Step Two: Create a pagination loop
- After the web pages complete loading from Octoparse built-in browser. You can see the interface is divided into three parts: The workflow box is on the left, the setting area on the right, and the interactive view of the websites on the bottom.
- Let’s switch off the work-flow and take a closer look at the webpage structure. Youtube applies infinite scrolling which means the website paging with automatic display of the content from the next page by adding to the current page. This is a typical Ajax technique. We will get into this later. So let’s turn the work-flow back on to continue.
- Since Youtube applies an infinite scroll, we don’t need to create pagination. Instead, we tell the Octoparse keeps scroll down until the desired amount of content loaded up.
- To do this, go to the settings area. Check the Scroll Down option and set the scroll times. Depends on how many YouTube videos you would like to scrape, you may change the Scroll times accordingly. Let’s say there are around 25 videos before any new content is loaded, and there are 25 new videos added each time you scroll down to the bottom. In order to get 100 pieces, you need to scroll 3 times in this case.
- Now you need to set the interval time depends on the website’s loading speed. Youtube is fairly fast, so I set as 2 seconds considering the videos may affect its loading speed.
- Click the “Ok” to save the steps.
Step Three: Create a “Loop item” To click through each detail page, get detail information. we need to create a “Loop item”
- To create a loop item, select the element. In this case the video name from the listing. Click the first title, you will notice other similar elements that have been found and highlighted in red. We want to create a loop item with all listings. Follow the guide, choose “Select All”.
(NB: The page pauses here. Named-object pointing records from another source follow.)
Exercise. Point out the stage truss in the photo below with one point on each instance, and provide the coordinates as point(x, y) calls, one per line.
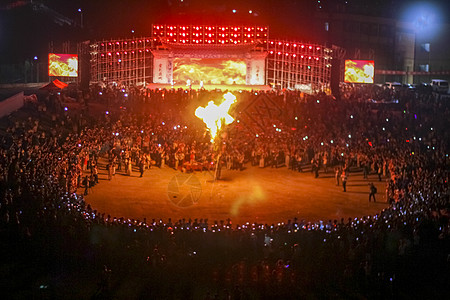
point(299, 66)
point(124, 62)
point(288, 65)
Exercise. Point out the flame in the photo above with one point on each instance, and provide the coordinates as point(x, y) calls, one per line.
point(214, 115)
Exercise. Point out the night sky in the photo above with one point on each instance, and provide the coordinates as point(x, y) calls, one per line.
point(24, 32)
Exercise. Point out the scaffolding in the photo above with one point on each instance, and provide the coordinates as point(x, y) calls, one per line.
point(124, 62)
point(299, 66)
point(289, 65)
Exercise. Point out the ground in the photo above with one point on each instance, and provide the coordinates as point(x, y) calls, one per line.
point(259, 195)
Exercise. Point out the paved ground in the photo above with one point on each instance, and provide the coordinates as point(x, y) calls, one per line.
point(253, 195)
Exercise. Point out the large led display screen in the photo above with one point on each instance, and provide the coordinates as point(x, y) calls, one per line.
point(359, 71)
point(63, 65)
point(209, 71)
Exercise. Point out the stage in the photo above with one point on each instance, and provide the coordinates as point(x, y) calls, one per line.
point(265, 195)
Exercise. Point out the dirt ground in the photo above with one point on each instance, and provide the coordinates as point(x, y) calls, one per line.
point(262, 195)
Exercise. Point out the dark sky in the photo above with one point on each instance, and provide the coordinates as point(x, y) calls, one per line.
point(22, 30)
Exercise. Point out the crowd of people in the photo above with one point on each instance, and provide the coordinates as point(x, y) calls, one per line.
point(48, 162)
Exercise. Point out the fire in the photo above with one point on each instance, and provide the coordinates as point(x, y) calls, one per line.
point(214, 115)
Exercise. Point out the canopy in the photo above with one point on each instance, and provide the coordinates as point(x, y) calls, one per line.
point(54, 85)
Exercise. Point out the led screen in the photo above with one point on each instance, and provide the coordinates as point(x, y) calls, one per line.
point(63, 65)
point(359, 71)
point(209, 70)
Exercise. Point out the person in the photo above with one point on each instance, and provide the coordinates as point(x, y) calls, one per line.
point(316, 169)
point(337, 171)
point(344, 180)
point(373, 191)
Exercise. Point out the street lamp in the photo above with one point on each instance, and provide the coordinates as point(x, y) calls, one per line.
point(81, 16)
point(37, 68)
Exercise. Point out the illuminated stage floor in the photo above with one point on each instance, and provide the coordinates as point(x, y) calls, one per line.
point(254, 195)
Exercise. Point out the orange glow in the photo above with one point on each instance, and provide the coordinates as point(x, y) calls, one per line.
point(214, 116)
point(214, 71)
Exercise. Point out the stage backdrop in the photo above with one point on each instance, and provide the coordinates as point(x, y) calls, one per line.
point(210, 67)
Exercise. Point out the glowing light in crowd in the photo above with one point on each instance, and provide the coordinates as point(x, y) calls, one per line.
point(215, 115)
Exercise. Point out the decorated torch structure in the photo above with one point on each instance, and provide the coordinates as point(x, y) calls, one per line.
point(216, 117)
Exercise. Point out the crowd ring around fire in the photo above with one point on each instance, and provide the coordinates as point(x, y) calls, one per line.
point(218, 58)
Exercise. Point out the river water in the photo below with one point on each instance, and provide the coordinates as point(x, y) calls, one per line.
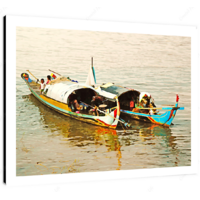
point(50, 143)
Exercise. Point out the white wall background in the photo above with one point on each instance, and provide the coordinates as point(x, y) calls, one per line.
point(176, 16)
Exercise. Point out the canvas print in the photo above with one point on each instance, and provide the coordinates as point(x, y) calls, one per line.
point(90, 101)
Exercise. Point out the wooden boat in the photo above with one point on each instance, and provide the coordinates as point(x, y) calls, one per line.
point(124, 95)
point(60, 95)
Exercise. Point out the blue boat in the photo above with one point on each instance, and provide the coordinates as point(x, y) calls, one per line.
point(124, 95)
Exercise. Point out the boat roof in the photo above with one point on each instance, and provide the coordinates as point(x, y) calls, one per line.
point(61, 91)
point(114, 89)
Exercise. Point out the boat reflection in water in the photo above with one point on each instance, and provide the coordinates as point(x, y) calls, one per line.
point(120, 146)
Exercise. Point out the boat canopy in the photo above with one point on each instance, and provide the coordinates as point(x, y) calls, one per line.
point(114, 89)
point(61, 91)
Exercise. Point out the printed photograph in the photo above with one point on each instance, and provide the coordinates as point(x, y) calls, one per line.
point(91, 101)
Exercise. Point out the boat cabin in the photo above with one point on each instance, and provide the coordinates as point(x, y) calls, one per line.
point(82, 98)
point(124, 94)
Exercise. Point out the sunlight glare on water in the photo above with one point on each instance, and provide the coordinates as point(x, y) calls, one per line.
point(49, 143)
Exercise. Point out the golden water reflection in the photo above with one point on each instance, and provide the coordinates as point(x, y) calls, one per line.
point(79, 134)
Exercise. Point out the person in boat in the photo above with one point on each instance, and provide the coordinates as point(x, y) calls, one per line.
point(77, 106)
point(53, 76)
point(48, 80)
point(42, 86)
point(132, 103)
point(96, 100)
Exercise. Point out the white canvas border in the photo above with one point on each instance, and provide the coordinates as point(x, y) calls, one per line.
point(175, 30)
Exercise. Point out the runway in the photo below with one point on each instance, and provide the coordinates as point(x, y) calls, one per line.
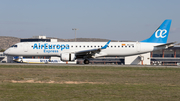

- Now, all results are highlighted in green, which means they have been successfully selected.
- Then Click “Loop click the selected link” to create a “Loop Item.” Octoparse will click through each video for detailed information.
- We still need to go back to the setting area and adjust the setting.
- As Youtube applies Ajax, select the “Ajax Load” option and set the wait time accordingly.
- Uncheck “Auto-Retry”, “Ajax” and “Auto retry” are mutually exclusive, make sure you set this correctly.
- Click “Save” to Save the steps.
- Now we need to come back and check if things have been set as expected. If the web page in the built-in browser shows the corresponding reaction as we click through each step, it means the setting is correct. As you may notice, when I click “Loop Item”, there are only 18 listings whereas there are actually more than 18 listings. This is due to an incorrect Xpath. Therefore, we need to fix the XPath and tell Octoparse to locate the element in the webpage so as to avoid incomplete extraction. To do this, go to the settings area. I have already prepared the correct Xpath for the purpose of the demonstration. Copy this Xpath and paste the expression onto the variable List.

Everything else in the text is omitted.